Le défenseur des droits (1) est une institution créée en 2011 résultant de la fusion de quatre institutions préexistantes : le médiateur de la République, le défenseur des enfants, la Haute Autorité de lutte contre les discriminations et pour l’égalité et la Commission nationale de déontologie de la sécurité (2). Son rôle est de veiller au respect des droits et des libertés et à la promotion de l’égalité. Dans toute la France, sont présents 450 délégués du défenseur – tous bénévoles –, répartis en fonction de la démographie et de la sociologie des départements. « Plus de 80 de nos délégués interviennent ainsi en Ile-de-France, remarque Jean-François Gratieux, directeur du réseau territorial du défenseur des droits.
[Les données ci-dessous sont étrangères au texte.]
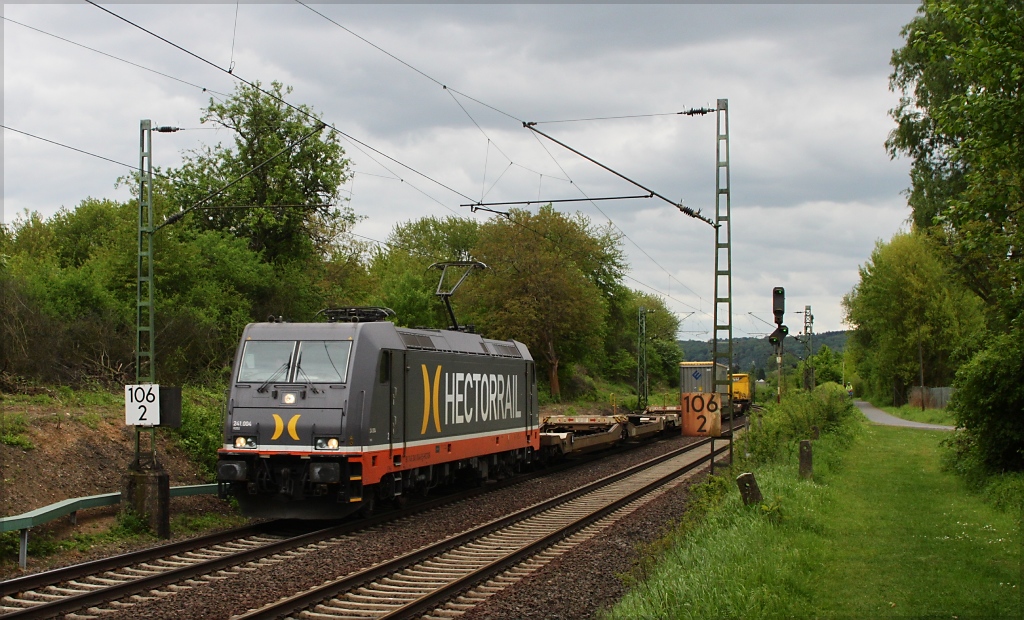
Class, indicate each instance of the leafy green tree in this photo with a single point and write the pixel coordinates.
(907, 313)
(291, 167)
(547, 285)
(962, 121)
(991, 381)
C’est parce que la région est très peuplée, mais aussi parce qu’on y trouve nombre de quartiers sensibles ou classés “politique de la ville”. Et c’est là que vivent les populations qui ont besoin de nous. » Le Nord est le dépar­tement qui compte le plus grand nombre de délégués : 12, contre 10 en Seine-Saint-Denis… et seulement 2 en Ariège.

PLUS DE 80 000 REQUÊTES EN FRANCE EN 2012

Valérie Iaconelli est assistante de service social de formation. Elle a fait carrière à la Mutualité sociale agricole, en occupant des postes de conseillère technique et de responsable de programme, avant de devenir déléguée générale de la Fédération nationale des aînés, puis directrice du bureau européen des organismes de sécurité sociale et, enfin, responsable de mission internationale. Un beau parcours professionnel qui s’est achevé en 2012. « Mais j’avais encore envie d’être utile, de rester dans l’actualité sociale, explique-t-elle d’une voix flûtée. La médiation, le règlement amiable m’ont toujours intéressée. En 2011, j’ai postulé auprès du médiateur de la République, mais c’était la période de fusion. Je les ai recontactés après ma prise de retraite. » Comme elle, la plupart des délégués du défenseur des droits sont recrutés en fonction de leur connaissance du droit, de la législation sociale, des règles de fonctionnement des services publics. Par conséquent, beaucoup sont d’anciens magistrats, des hauts fonctionnaires, des policiers, des inspecteurs du travail, des responsables associatifs… Chacun exerce dans son département de domiciliation.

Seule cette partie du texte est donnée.